Le voici, noté à la volée par un ami : Déclinaison autour du brocoli : velouté et émincé de fleurs fraiches de brocoli / Tartelette au Caviar de Sologne, fins spaghettis de pomme de terre parfumés noisettes-ciboulette / L’huitre spéciale : fins dés d’huître, déclinaison de pomme verte granny-smith (dés, gelée, quenelle glacée), quenelle gelée au camembert, fleurs de ciboulette et pousses de jeune roquette / L’ Assiette blanche : calamars grillés, émulsion de chou-fleur et émincé de chou-fleur cru / Asperge des landes, pancetta de pata negra, espuma œuf-parmesan, feuille et fleur de capucines, pointe d’anis / Filet de saint-pierre et ses légumes de saison : fève, petit pois, asperge, petits champignons blancs, navets, morilles, gaillet blanc, épeautre; émulsion de pois gourmands-pistache, arôme d’orange / Foie gras de canard rôti, et poché, fraises fraiches, compotée fraise-rhubarbe, jus et copeau de rhubarbe / Côte de veau de lait, légumes de saison : navet, carotte, haricots verts, concombre, petits oignons, patchoi, chou (kalé), courgette….; fenouil, céleri et sauce à la livèche / Selle agneau de Lozère, palourdes, artichaut poivrade, oignon violet, sauce palourde piquée d’une réduction d’aneth / Desserts : Citron tuile, citron vert, glace fromage blanc / Panna cotta aux arômes de rose et de laurier, fraise / Baba revisité : baba, mascarpone Grand-Marnier et déclinaison d’orange : gelée, confit d’écorces, suprêmes, sorbet / riz au lait glace reine des prés, caramel / tarte fine au chocolat et son caramel à la fève Tonka.
Cette cuisine est d’une dextérité assez exceptionnelle.
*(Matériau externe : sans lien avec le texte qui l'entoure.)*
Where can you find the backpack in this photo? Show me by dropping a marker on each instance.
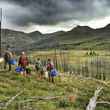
(23, 61)
(50, 66)
(38, 66)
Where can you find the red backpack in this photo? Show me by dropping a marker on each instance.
(23, 61)
(50, 66)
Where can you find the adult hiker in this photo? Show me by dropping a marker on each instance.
(7, 58)
(39, 68)
(49, 67)
(24, 62)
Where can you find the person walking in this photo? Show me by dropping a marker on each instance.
(7, 58)
(24, 62)
(39, 68)
(49, 67)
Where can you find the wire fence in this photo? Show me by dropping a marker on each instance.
(94, 66)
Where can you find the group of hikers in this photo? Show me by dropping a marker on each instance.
(23, 66)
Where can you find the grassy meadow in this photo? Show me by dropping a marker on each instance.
(80, 88)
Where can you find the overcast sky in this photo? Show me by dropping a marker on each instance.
(49, 16)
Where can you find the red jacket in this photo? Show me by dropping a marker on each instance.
(23, 61)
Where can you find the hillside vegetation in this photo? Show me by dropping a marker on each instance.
(81, 37)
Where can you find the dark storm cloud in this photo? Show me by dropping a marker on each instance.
(49, 12)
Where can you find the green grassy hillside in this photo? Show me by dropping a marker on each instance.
(81, 89)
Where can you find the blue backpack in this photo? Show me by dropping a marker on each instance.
(19, 69)
(12, 62)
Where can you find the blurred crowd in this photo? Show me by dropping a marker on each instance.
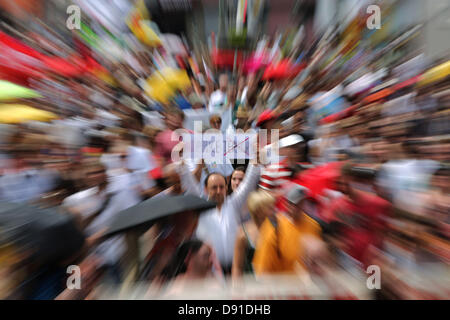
(363, 177)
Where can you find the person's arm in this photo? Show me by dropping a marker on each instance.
(250, 182)
(188, 181)
(239, 255)
(265, 253)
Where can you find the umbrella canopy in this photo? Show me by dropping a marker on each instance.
(282, 70)
(18, 113)
(147, 212)
(9, 91)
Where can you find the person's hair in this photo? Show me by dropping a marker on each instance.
(238, 168)
(177, 265)
(258, 200)
(211, 174)
(215, 118)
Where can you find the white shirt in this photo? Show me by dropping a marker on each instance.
(217, 101)
(25, 185)
(90, 201)
(219, 228)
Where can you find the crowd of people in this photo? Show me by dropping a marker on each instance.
(370, 187)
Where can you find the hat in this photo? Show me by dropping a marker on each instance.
(267, 115)
(291, 140)
(147, 212)
(195, 99)
(297, 194)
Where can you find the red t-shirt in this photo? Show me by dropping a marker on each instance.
(364, 221)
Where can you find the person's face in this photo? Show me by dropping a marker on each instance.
(216, 188)
(236, 179)
(441, 182)
(201, 260)
(215, 123)
(186, 223)
(223, 83)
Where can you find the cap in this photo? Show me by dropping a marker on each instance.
(297, 194)
(292, 93)
(267, 115)
(290, 140)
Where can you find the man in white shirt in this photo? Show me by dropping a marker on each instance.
(218, 98)
(218, 226)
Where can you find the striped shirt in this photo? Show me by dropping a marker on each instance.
(274, 175)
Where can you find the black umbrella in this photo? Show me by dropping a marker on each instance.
(147, 212)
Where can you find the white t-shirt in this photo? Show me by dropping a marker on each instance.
(217, 101)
La cuisson des légumes est géniale. Le mariage de la fraise et du foie gras est remarquable. C’est un bonheur de créativité. Les viandes et le poisson sont superbes. C’est grand. Parfois, comme avec l’asperge, on aimerait un peu plus, pour avoir la mâche gourmande d’un vrai plat. On aurait aimé aussi séparer le saint-pierre de ses légumes, car cela ferait deux plats de génie, alors que leur cohabitation ne leur apporte pas grand-chose. C’est une cuisine d’exécution. Tout est fait avec grâce. On pourrait viser un peu plus de cohérence dans le déroulement et dans les portions, mais je dois dire que j’ai beaucoup aimé.
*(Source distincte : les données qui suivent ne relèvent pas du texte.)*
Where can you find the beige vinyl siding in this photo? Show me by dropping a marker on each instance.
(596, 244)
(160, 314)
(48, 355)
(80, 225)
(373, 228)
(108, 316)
Le Champagne Comtes de Champagne Taittinger 2000 est très grand. Il a un équilibre et une sérénité remarquables. Il est très gastronomique et accompagne à merveille le délicieux caviar.
Le Chablis 1er cru Montée de Tonnerre Raveneau 2008 est un grand chablis mais manquant un peu d’ampleur. Il est précis, mais il est trop coincé à ce stade de sa vie.
A l’inverse, le Puligny-Montrachet les Champs Canet Louis Carillon 2008 est joyeux, gourmand, fruité et généreux.
Le Bienvenue Bâtard Montrachet Ramonet 2008 est beaucoup plus complexe. Il a déjà une belle maturité. Il est racé, au fruit discret mais à la complexité extrême.
On dirait que les trois vins qui précèdent se sont entendus pour dérouler un tapis blanc pour préparer l’arrivée d’une merveille interstellaire. La Côte Rôtie La Mouline Guigal 2000 me crée un choc gustatif majeur. Ce vin est parfait, d’une rondeur et d’une simplicité biblique, d’un accomplissement idéal. C’est le vin jeune absolument parfait. J’en jouis avec une immense gourmandise. Sur les deux plats de viande, il brille, mais il pourrait se suffire à lui-même. C’est un vin de plaisir fou.
Le Champagne La Closerie Jérôme Prévost Les Béguines Extra Brut que nous propose Guillaume Guedj est un 100% pinot meunier. Très original, gracieux, élégant et non dosé, il ponctue bien la fin d’un repas de grande gastronomie.
On est moins pris aux tripes qu’avec la cuisine de l’Agapé Substance, mais on est conquis par la pertinence des chairs et des cuissons qui est absolument remarquable.
C’est une table qui mérite d’être recommencée.